Their influence continues to surprise me
Recently, I was planning workshop topics with a friend. We began talking about the upcoming holidays of Ostara and Easter. Eggs are a key symbol for both, and we were considering how to use that theme in a workshop. There are many uses for eggs and the new life that springs from them, which is part of why our ancestors found them sacred. As a child I used to dye eggs with my family. We drew on the eggs with wax resist before soaking them in vinegar and food colouring baths. Alternate treatments of wax and baths were used to layer colours. Previously, I have experimented with naturally dying eggs following India Flint’s Latvia Egg Dying discussion (Eco Colour). Having a workshop where people can dye their own eggs is a good place to start. Can we sell hard boiled eggs? Do people want to spend money on dying an egg that they would then break apart?

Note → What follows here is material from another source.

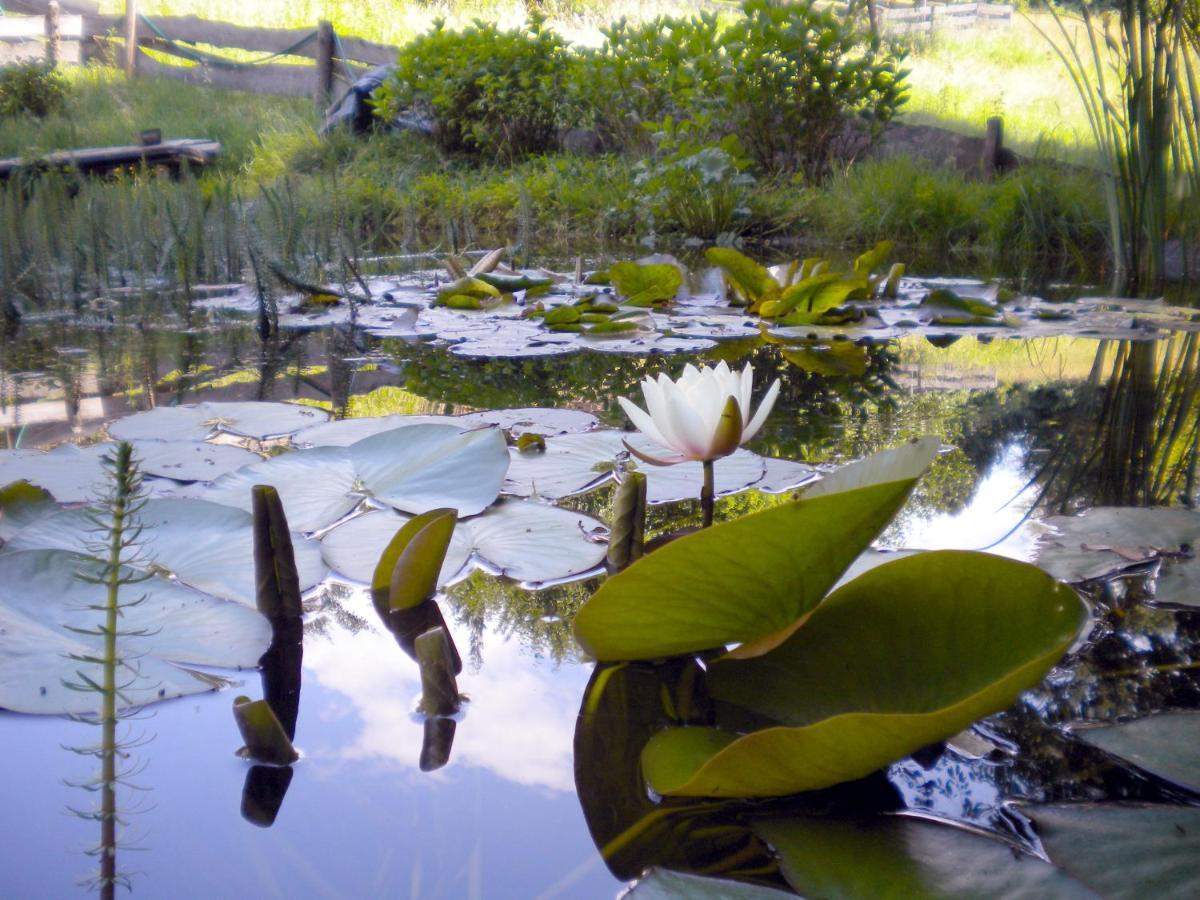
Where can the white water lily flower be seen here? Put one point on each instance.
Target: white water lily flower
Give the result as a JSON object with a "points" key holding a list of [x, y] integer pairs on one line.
{"points": [[705, 415]]}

When I was pondering how to make eggs that would last a long time the robin’s egg flashed in my mind. The egg can be blown out from the shells, and the shells dried and preserved for a long time. This also avoids the tricky business of selling hard boiled eggs. That would be considered food, which makes everything more complicated. The dried shells are more brittle because the membrane directly connected to the shell is no longer functioning. They need more care when handled, but most dying techniques that I studied can be done gently.
It’s a confluence of influence
My craft isn’t just about making products. It is about understanding what techniques do to create product. How do they work? Why does it work this way? Which techniques and materials interact with or conflict with each other? Where in the process are they the most effective?
As I continue to explore and develop my craft it surprises me how the objects, tasks, and skills that I observed from my family members plays a role in how I approach the challenges in front of me.
How does your family influence your craft?